"Efficient Query Processing for Data Integration"

Zachary Ives
Computer Science Department
University of Washigton

Today, virtually any organization or collaboration of size (enterprise, academic department, coalition, research lab, etc.) has a need to inspect and query its data to get a better understanding of its internal processes or its domain of interest. However, this data is typically stored across a variety of heterogeneous data management applications with different terminologies. Data integration abstracts these sources into a single virtual database that the user queries. The technology enabling data integration has matured in recent years, except in one key area: providing good performance when processing queries.

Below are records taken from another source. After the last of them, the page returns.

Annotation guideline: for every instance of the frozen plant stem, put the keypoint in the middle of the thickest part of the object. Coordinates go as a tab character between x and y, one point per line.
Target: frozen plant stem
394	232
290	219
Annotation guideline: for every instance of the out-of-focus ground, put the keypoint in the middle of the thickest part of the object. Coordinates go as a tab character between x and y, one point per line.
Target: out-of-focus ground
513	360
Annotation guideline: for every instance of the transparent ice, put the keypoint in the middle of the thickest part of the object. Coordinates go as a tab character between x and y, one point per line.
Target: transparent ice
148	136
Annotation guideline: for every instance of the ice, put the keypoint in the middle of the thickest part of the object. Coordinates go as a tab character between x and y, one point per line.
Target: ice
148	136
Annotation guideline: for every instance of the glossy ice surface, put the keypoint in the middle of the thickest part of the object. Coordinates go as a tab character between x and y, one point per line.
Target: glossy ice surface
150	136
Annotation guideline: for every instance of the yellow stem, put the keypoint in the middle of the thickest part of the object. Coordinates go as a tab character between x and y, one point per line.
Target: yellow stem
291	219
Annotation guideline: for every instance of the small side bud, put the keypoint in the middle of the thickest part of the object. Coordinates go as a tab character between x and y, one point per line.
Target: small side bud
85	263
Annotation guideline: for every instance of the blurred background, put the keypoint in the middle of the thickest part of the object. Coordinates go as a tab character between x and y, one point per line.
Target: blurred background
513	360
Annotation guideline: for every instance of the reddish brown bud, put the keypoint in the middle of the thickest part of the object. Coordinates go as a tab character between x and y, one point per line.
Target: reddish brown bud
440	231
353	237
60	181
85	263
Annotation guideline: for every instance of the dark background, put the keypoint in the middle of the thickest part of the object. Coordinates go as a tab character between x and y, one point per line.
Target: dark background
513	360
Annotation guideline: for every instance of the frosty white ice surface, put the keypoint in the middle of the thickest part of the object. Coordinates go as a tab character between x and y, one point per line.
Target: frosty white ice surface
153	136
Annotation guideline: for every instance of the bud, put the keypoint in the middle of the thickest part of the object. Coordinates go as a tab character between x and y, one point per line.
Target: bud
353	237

There are two key challenges posed by data integration query processing. First, very little is known about the data sources, but query processors rely on statistics about the data when choosing a "plan" to use in executing a query. Second, data integration applications need to process XML since it has become the standard format for data interchange. Current techniques for processing XML do not suffice for data integration because they do not produce initial answers quickly enough, particularly for data being streamed across a network.

To address the first problem, I have developed convergent query processing, which establishes a feedback loop between query execution and optimization: the system monitors actual query plan performance and uses this new knowledge to re-estimate the cost of alternative query plans. At any point, execution can be stopped and a more promising plan can be started in mid-stream. Convergent query processing not only addresses the problem of limited knowledge in data integration, but it can also benefit traditional databases. To address the second data integration challenge -- returning initial answers quickly for XML queries -- I have developed an XML query processing architecture that incrementally provides results as data is read across the network. Combined with convergent query processing, this XML architecture provides good performance for both initial and final answers.


DayTuesday, January 8, 2002
Moore School Bldg. - Room #216
3:00 - 4:30 p.m.